Sono rientrate stanotte dalla Libia le salme di Salvatore Failla e di Fausto Piano. I feretri sono arrivati all’aeroporto di Roma Ciampino, dove li attendevano i famigliari, stretti nel dolore. L’esame autoptico sarà eseguito all’ospedale Gemelli
LIBIA-Sono rientrate stanotte all’aeroporto Ciampino di Roma le salme di Salvatore Failla e di Fausto Piano, rimasti uccisi in Libia dove erano stati sequestrati insieme ai due colleghi Filippo Calcagno e Gino Pollicardo.
I feretri sono arrivati a bordo di un C-130 dell’aeronautica militare. Ad accoglierli, i famigliari dei due tecnici della Bonatti, che sono stati accompagnati all’aeroporto dopo la lunga attesa da lunedì in un albergo della Capitale.

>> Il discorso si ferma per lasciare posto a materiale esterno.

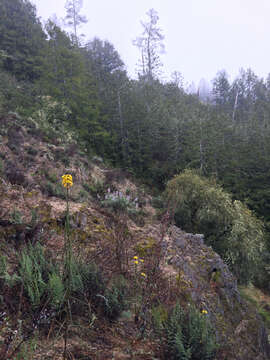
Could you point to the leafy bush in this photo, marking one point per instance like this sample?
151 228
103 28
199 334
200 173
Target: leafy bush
229 226
53 190
115 299
33 271
96 189
189 336
56 290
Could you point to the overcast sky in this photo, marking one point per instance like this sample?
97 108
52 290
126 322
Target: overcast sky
201 36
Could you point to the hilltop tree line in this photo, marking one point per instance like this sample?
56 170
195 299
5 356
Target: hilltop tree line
151 128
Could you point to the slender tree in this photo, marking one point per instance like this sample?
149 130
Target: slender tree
150 45
74 19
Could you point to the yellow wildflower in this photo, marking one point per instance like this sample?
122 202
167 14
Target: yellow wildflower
67 180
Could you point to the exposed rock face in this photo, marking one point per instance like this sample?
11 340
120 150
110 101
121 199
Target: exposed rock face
207 281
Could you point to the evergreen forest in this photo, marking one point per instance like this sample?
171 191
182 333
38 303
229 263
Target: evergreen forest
152 129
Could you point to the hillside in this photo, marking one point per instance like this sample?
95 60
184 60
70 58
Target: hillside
112 220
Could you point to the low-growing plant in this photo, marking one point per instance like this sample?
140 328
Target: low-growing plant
119 202
189 335
229 226
53 190
32 151
34 270
16 217
96 189
115 298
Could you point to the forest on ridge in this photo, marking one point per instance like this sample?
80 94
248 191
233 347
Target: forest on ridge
153 129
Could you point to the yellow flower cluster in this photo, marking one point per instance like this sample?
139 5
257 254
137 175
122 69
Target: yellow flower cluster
67 180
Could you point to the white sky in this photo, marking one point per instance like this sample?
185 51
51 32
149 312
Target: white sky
201 36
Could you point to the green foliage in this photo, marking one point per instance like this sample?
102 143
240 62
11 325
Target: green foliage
1 167
54 190
159 318
229 226
119 202
56 290
32 269
96 189
115 298
189 336
16 217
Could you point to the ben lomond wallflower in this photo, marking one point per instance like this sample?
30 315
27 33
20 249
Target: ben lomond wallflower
67 181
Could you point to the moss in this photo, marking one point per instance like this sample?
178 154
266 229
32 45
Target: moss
146 247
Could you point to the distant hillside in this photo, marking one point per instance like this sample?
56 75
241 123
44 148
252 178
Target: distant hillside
134 266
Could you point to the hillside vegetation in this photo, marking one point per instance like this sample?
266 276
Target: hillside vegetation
168 213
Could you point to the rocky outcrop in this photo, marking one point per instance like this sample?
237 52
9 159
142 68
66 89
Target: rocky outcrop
207 281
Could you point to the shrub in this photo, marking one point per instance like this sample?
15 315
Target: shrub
56 290
33 267
16 217
119 202
115 298
96 189
189 335
53 190
32 151
229 226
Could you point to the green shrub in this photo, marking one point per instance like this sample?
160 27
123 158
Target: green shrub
115 299
117 205
1 167
229 226
158 202
32 268
16 217
96 189
54 190
56 290
32 151
189 336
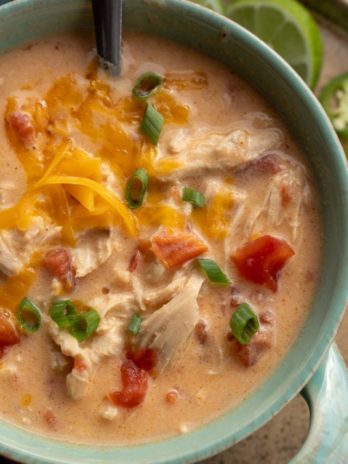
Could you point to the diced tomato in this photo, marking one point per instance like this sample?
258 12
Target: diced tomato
172 396
175 250
261 260
22 126
145 359
79 364
134 261
134 381
8 331
201 332
59 263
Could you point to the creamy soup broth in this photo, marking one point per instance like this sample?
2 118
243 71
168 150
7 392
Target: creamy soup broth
211 117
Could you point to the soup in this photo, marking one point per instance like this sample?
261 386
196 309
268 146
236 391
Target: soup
159 242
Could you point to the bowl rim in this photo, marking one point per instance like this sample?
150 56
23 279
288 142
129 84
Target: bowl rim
187 452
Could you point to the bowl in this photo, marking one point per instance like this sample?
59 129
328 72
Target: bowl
25 20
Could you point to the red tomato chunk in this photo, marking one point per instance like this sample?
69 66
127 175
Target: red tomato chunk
261 260
134 381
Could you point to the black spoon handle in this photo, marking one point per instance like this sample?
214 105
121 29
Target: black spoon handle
108 31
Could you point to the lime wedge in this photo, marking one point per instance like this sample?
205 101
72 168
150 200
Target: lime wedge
287 27
214 5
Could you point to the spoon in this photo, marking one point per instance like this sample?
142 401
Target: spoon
108 30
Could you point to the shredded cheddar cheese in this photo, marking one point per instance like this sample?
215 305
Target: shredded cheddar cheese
112 200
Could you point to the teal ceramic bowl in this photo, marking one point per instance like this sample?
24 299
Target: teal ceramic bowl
25 20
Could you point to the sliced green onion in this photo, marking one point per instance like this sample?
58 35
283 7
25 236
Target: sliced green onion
192 196
212 271
244 323
28 316
136 188
84 325
63 312
146 85
134 324
152 123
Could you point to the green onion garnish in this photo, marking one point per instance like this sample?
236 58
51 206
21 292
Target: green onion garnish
63 312
212 271
146 85
152 123
136 188
192 196
84 325
79 325
244 323
134 324
28 316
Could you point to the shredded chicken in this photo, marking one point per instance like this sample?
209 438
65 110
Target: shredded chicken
169 328
107 341
16 247
218 152
93 248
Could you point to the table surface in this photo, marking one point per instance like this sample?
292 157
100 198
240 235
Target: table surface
279 439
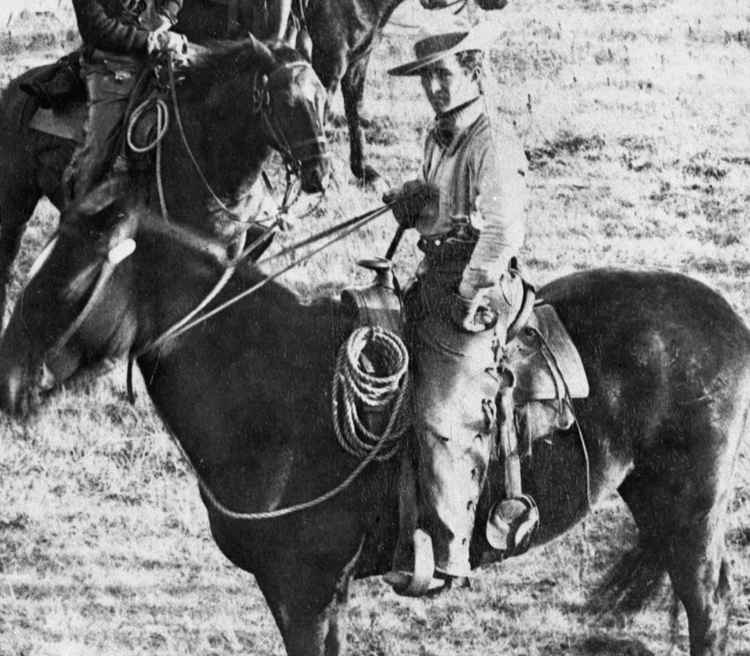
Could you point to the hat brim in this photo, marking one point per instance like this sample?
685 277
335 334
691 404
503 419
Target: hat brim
416 66
480 37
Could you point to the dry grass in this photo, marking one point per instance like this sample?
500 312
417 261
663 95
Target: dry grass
635 117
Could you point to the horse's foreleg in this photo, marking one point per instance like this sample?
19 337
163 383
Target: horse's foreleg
17 202
309 608
687 538
352 88
700 576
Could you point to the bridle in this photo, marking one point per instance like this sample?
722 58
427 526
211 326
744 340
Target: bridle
262 106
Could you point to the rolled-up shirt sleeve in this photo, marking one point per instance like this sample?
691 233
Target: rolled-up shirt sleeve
99 30
499 180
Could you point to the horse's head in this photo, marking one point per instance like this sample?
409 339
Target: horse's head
291 102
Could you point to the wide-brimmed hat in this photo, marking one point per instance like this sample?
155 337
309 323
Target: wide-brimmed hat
432 48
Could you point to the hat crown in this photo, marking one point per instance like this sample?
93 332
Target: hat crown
436 46
438 43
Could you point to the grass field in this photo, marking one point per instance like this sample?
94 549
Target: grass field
636 118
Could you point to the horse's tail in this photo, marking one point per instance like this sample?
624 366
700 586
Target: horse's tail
634 581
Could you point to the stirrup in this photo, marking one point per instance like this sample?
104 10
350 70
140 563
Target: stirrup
511 525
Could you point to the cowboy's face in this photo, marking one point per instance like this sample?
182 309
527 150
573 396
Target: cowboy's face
447 84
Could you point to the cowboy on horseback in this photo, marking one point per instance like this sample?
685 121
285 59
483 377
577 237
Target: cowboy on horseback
468 207
118 36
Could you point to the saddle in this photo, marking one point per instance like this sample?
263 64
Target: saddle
541 372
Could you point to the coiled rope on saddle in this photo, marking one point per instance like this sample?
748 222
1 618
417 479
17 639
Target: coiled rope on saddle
357 391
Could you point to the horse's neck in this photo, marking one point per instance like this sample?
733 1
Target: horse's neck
246 394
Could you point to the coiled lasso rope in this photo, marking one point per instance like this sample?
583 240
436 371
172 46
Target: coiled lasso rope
355 390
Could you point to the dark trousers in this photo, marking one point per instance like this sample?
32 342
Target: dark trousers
110 80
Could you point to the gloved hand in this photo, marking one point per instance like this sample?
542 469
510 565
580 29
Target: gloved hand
409 202
170 42
471 310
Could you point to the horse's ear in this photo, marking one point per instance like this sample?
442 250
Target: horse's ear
263 52
100 197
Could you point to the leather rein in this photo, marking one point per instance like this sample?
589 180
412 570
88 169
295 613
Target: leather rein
215 250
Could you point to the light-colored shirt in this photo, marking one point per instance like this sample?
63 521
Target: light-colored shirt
481 178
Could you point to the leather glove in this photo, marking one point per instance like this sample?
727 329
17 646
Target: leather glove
169 42
473 313
411 200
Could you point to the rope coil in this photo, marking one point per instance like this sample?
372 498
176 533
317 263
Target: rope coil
356 392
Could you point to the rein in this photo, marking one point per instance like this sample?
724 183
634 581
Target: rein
345 228
364 388
293 165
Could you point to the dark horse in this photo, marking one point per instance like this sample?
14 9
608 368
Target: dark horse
246 395
237 101
343 32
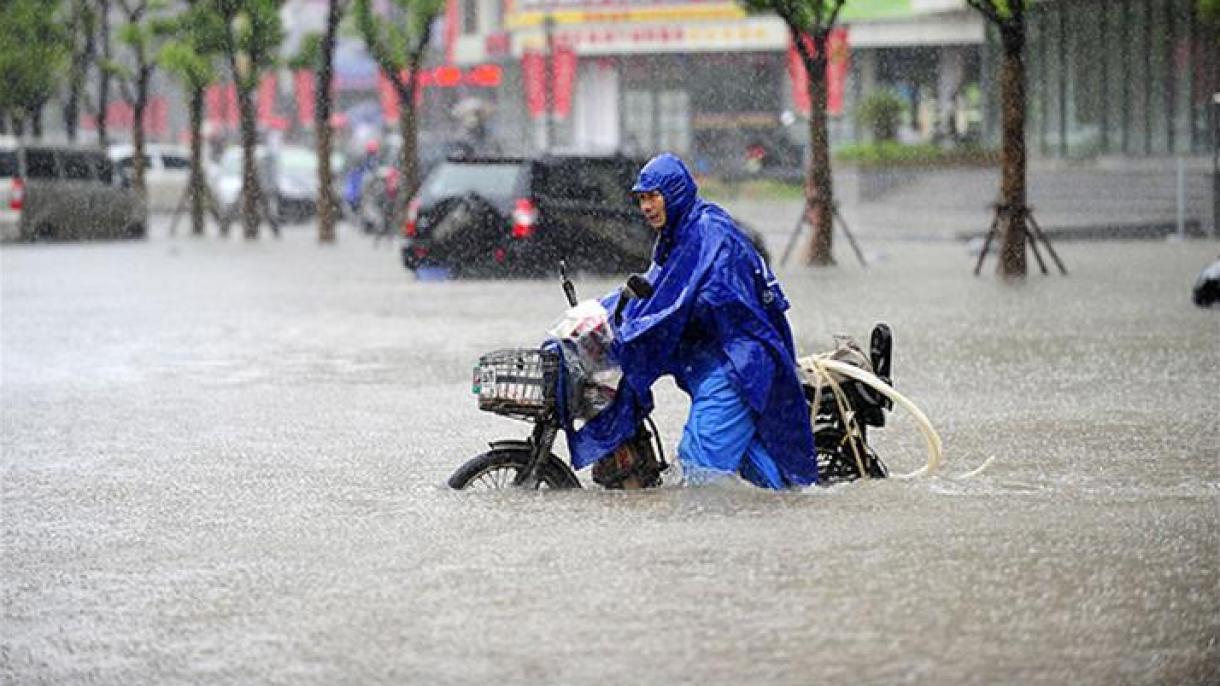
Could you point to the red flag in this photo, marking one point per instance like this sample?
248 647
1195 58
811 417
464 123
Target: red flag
533 68
836 72
388 97
214 101
232 114
563 78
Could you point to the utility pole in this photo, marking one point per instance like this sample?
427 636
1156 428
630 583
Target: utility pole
1215 165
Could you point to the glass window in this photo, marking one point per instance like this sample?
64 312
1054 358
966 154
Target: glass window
40 164
491 181
637 121
1115 75
604 182
674 121
77 166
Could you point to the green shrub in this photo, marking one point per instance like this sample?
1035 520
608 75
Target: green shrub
891 153
880 112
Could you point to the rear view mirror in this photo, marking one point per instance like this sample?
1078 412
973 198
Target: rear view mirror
636 288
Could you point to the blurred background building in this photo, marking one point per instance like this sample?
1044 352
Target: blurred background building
1125 78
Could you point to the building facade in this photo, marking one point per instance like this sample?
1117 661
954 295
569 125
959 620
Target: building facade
1121 77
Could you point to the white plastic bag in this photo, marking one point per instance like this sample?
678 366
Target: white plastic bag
593 375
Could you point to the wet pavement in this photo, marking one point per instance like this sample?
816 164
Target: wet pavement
225 463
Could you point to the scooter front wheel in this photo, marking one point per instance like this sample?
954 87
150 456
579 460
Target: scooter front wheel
499 468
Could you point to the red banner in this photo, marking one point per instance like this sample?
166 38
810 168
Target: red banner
560 82
564 75
836 72
232 111
388 97
533 68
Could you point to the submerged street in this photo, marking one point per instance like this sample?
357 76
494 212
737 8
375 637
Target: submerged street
225 463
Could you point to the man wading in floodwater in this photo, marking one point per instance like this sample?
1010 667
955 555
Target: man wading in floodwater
715 321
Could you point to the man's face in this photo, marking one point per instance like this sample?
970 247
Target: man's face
652 203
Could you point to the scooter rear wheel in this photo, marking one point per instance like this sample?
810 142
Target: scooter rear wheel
498 469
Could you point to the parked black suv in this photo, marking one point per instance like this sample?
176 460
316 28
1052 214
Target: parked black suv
519 216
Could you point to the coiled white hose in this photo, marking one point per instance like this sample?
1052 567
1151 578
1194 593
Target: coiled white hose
822 366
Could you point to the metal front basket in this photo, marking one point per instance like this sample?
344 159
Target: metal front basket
516 382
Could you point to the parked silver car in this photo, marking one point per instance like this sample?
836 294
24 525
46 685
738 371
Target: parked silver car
65 192
166 172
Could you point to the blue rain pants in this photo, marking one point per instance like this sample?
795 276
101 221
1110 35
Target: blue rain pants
721 436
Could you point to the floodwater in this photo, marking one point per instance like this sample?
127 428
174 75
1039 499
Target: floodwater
225 463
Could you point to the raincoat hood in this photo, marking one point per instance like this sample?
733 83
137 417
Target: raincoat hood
669 175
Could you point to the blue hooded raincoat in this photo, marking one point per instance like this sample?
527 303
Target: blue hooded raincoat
715 315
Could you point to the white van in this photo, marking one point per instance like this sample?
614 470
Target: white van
166 172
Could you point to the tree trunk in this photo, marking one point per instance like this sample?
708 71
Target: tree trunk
819 187
250 188
1013 161
408 160
138 108
327 209
197 161
104 77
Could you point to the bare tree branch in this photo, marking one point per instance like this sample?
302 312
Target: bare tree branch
987 9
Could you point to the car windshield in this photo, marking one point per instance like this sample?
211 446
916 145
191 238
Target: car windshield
494 181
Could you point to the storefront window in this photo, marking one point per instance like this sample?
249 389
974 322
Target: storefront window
637 121
674 121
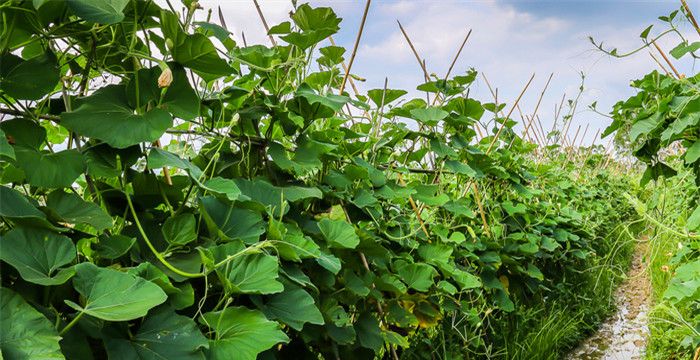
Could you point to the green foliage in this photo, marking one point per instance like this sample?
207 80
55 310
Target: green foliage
211 203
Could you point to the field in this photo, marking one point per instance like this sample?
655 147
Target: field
169 191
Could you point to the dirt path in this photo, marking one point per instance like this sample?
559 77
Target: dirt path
623 335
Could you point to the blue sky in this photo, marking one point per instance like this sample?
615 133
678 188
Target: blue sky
511 39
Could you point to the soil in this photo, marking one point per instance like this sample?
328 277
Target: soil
623 335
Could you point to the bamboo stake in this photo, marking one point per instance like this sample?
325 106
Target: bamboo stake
697 28
345 68
583 137
354 49
659 63
454 61
415 52
498 133
166 172
262 18
663 55
477 197
221 19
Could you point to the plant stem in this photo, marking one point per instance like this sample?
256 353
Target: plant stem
70 324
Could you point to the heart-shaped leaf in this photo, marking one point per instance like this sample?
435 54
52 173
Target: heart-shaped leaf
114 295
39 255
241 333
107 116
26 333
163 335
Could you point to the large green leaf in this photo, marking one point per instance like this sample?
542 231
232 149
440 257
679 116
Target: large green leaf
28 79
72 209
113 246
179 98
339 233
163 335
24 132
294 307
38 255
692 154
685 284
369 334
385 96
50 170
26 333
5 147
429 116
107 116
693 222
99 11
179 230
14 205
241 333
417 276
231 222
247 272
316 24
114 295
194 51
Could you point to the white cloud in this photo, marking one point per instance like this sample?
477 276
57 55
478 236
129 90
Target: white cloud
507 44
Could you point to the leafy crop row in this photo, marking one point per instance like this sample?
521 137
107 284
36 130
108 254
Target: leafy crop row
168 193
661 125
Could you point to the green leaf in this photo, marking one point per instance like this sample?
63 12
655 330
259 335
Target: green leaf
241 333
26 333
417 276
39 255
685 283
684 48
693 153
294 307
113 246
645 126
5 147
316 24
290 241
380 96
24 133
158 158
464 279
72 209
99 11
114 295
163 335
180 230
693 222
248 273
107 116
226 187
28 79
429 116
180 296
179 98
231 223
368 332
460 168
50 170
14 205
339 233
194 51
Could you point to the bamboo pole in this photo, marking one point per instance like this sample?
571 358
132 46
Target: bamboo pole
354 49
262 18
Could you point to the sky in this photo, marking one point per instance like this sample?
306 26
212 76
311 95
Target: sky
510 40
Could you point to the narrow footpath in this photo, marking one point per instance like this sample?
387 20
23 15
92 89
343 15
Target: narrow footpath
623 335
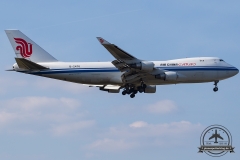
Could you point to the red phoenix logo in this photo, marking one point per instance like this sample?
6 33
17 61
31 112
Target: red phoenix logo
24 47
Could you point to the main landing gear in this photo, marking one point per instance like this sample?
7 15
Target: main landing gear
132 90
215 89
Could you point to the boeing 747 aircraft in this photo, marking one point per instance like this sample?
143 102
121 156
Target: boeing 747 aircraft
126 72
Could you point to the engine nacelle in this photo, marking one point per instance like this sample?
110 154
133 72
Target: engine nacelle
167 76
150 89
144 66
109 90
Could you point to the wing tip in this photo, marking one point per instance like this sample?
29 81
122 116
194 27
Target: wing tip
102 41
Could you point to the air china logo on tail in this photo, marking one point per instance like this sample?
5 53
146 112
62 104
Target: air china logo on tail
24 47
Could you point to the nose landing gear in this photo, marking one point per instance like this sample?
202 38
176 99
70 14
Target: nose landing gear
215 89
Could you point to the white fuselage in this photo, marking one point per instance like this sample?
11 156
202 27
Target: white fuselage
189 70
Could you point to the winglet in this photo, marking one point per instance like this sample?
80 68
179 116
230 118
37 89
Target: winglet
102 41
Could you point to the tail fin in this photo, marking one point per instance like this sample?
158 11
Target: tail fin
24 47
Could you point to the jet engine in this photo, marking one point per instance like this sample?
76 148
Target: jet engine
167 76
144 66
150 89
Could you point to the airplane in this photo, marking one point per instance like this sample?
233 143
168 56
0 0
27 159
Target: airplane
126 72
215 136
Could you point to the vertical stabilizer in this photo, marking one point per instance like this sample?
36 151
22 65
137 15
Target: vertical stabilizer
24 47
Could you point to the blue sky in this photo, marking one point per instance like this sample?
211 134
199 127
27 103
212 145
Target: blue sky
48 119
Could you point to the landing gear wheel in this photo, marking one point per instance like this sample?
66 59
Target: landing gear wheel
215 89
132 95
124 92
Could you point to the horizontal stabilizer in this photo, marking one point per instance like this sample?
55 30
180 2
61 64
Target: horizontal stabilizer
29 65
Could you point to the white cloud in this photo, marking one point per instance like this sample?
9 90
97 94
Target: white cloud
138 124
60 116
107 144
46 83
140 133
71 127
162 107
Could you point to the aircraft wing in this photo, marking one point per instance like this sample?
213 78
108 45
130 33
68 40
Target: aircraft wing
136 69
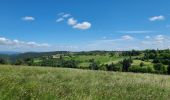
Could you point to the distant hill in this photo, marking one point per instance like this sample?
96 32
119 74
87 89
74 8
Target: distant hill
9 52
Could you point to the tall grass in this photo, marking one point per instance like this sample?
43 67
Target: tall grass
25 83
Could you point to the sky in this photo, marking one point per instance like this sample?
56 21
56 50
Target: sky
84 25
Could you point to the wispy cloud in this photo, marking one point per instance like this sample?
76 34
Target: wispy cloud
127 37
17 43
28 18
157 18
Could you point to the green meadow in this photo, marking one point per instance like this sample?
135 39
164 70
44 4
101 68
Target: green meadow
47 83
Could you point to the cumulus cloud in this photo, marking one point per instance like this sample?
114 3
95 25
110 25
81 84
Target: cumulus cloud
147 37
28 18
135 32
59 19
66 15
71 21
157 18
82 26
62 16
17 43
127 37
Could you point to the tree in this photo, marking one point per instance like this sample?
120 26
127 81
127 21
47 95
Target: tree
3 61
142 64
19 62
94 66
160 68
110 67
126 64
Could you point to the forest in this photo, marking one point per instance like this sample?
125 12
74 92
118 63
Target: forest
146 61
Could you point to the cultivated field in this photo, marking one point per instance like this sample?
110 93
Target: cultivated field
46 83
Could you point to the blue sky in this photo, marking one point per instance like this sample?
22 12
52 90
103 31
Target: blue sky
74 25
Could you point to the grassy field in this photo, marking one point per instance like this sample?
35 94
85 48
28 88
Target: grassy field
43 83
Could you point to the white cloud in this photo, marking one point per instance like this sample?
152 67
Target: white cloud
66 15
71 21
59 19
157 18
127 37
147 37
82 26
17 43
28 18
135 32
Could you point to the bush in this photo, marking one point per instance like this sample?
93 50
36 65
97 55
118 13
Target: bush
144 69
160 68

Libia: rito religioso sulla pista di Ciampino
Circa un quarto d’ora dopo l’atterraggio, è stato aperto il portellone posteriore del C-130 dell’aeronautica militare. I feretri sono stati poi caricati sui carri funebri, che si sono mossi lentamente verso la palazzina del 31esimo stormo, dove i famigliari si trovavano in attesa.
Un sacerdote ha benedetto le bare, attorniato dai famigliari stretti nel dolore, che hanno sostato a lungo davanti ai portelloni aperti dei due mezzi. È quindi seguita una cerimonia religiosa che è durata quasi mezz’ora sulla pista di Ciampino, poi il sacerdote ha di nuovo benedetto i feretri e i famigliari hanno salutato per l’ultima volta le bare. All’una e trentacinque, mentre i carri funebri si muovevano verso Roma per l’autopsia che sarà fatta al Policlinico Gemelli, un addetto alle pompe funebri ha avuto un malore, ma è stato soccorso e si è prontamente ripreso.